Windows

To package our text editor for Windows, we will need to use a module known as cx_freeze. This module is installed using pip via pip install cx_freeze.

To tell cx_freeze about our application, we will need to adjust our setup.py file:

from cx_Freeze import setup, Executable

import sys
base = 'Win32GUI' if sys.platform=='win32' else None

import os
PYTHON_INSTALL_DIR = os.path.dirname(os.path.dirname(os.__file__))
os.environ['TCL_LIBRARY'] = os.path.join(PYTHON_INSTALL_DIR, 'tcl', 'tcl8.6')
os.environ['TK_LIBRARY'] = os.path.join(PYTHON_INSTALL_DIR, 'tcl', 'tk8.6')

options = {
'build_exe': {
'include_files':[
os.path.join(PYTHON_INSTALL_DIR, 'DLLs', 'tk86t.dll'),
os.path.join(PYTHON_INSTALL_DIR, 'DLLs', 'tcl86t.dll'),
],
},
}

executables = [
Executable('tkedit.py', base=base)
]

setup(name='tkedit',
version = '1.0',
description = 'A tkinter text editor',
options = options,
executables = executables)

Instead of the setup function from distutils, we will be using the cx_freeze version. We import the sys module and use it to set a special variable as if we are on a 32 bit operating system.

Windows needs to know the location of the library of tcl and tk (which power Tkinter). To correctly form the paths to these files, we get the path to our Python installation, then join the necessary folders to it. These are set as environment variables, since cx_freeze will need to reference them during the build process.

When building the .exe, file, cx_freeze will also need to find the .dll files for tk and tcl. We create the paths to them inside a dictionary named options, under the build_exe and include_files keys.

With these libraries located, we now need to create an executable. We create an instance of the Executable class from cx_freeze and pass it a filename of tkedit.py, as well as the base which we defined earlier.

Once that is taken care of, we call the setup function as before, passing it our new options and executables variables.

Before we can run this, we need to create tkedit.py. Luckily, this is a very small file:

from texteditor import main

main()

Much like we had to allude to with Pip's version of the setup.py file, we need to call a function when the executable is run. This function will be the main function from our texteditor.py file.
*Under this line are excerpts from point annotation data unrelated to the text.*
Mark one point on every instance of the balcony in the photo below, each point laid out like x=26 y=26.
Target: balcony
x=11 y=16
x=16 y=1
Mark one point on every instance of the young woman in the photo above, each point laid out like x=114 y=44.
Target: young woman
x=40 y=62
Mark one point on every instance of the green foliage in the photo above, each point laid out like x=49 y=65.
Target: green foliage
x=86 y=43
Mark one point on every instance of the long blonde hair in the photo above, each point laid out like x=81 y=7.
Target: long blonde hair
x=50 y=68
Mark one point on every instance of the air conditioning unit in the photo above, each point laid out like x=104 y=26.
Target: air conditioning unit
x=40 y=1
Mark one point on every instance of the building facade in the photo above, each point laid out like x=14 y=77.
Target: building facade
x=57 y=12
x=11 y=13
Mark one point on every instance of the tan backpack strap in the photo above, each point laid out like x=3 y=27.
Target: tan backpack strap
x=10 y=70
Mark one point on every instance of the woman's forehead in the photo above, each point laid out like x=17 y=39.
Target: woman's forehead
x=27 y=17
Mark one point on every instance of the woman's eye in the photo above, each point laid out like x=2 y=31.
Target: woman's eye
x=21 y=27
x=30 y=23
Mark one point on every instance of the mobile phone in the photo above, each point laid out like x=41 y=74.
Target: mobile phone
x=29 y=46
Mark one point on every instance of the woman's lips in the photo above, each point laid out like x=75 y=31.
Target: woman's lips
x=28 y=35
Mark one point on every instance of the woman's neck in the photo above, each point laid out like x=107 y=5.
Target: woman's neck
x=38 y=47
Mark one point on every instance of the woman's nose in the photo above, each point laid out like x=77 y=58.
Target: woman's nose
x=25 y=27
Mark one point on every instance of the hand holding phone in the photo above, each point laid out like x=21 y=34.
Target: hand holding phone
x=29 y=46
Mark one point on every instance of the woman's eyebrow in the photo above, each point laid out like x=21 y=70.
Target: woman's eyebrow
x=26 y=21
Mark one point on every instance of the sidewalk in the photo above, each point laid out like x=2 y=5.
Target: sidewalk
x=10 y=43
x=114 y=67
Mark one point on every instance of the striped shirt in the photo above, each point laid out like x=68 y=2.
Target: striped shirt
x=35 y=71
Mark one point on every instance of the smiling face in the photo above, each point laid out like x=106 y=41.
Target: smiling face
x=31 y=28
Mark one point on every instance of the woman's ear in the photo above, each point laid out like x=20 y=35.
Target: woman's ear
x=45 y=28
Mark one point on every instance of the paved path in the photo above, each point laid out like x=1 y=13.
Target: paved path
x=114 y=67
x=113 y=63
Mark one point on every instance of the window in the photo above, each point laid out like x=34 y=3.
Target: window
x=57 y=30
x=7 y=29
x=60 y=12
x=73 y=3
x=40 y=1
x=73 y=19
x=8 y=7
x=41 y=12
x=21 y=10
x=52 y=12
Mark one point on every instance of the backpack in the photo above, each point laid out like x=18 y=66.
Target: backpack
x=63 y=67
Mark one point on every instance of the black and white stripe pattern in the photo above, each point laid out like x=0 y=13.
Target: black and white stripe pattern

In this file, we just import the function and run it. This allows cx_freeze to just run the tkedit.py file instead of parsing out the main function from our texteditor.py file.

With these two files taken care of, we can now build our application for windows. Open a command line in your root folder and run the following command:

python3 setup.py build

If everything has gone smoothly, you should see a lot of information about copying libraries, and then find that a folder named build has been added to your project.

Open up explorer and navigate to this folder. You should see another folder beginning with exe-win32. Head to that folder and you should see tkedit.exe sitting there. Run this file and check out your text editor!